I had friends, sure, but not a "BFF" as I so desperately wanted, someone I could talk about my deepest darkest stuff with. So I felt very alone. And very crazy. And very weird. My best friend was my journal.

Women are social creatures. We affirm each others' experiences, we find power in numbers, and we process emotions with one another. Even when you're naturally an introvert, like me, who needs time by yourself... women friends are priceless. They keep you grounded and sane. They remind you of who you are and what matters, even - or especially - in your toughest moments.

As an adult, I've had to let go of my stories about befriending women. I've had to allow myself to open up to having women friends, to decide that I wanted women friends.

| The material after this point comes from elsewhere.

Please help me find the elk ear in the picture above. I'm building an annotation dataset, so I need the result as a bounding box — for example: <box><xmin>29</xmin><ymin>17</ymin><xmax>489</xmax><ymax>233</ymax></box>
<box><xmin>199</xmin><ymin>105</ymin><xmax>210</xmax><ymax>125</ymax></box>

And I've intentionally gone out to find them. Here's how:

Finding Friends Who Really GET You (A Road Map):
  1. Know what you want. Like attracting an ideal partner, it pays to know what you want in a friendship. And then let it go. People don't always look or show up the way you think they will.
  2. Go where they gather. I used to find women's communities and social groups and said yes to invites from friends who I thought would run in the circles I wanted to be in.
  3. Be bold and introduce yourself. It takes some vulnerability and getting out of your comfort zone to make a new, authentic connection. Most people go out hoping for this, so dare yourself to make the first move. Be yourself, not a people pleaser.
  4. Look for 1 person to connect with. Someone you resonate with. Ask them out on a tea/hiking/dinner date AND get it on both your calendars before you leave. Follow up. It's kind of like dating or networking for friends!
  5. Rinse and repeat. Decide what worked and what didn't and get back out there. This is a growing process, remember. Don't take "no" or "busy" personally and don't push something that's not happening. When the right person appears, you'll both feel it and the friendship will blossom in a way that feels natural and easy. Focus on building a community, a network for yourself, not on finding "the one."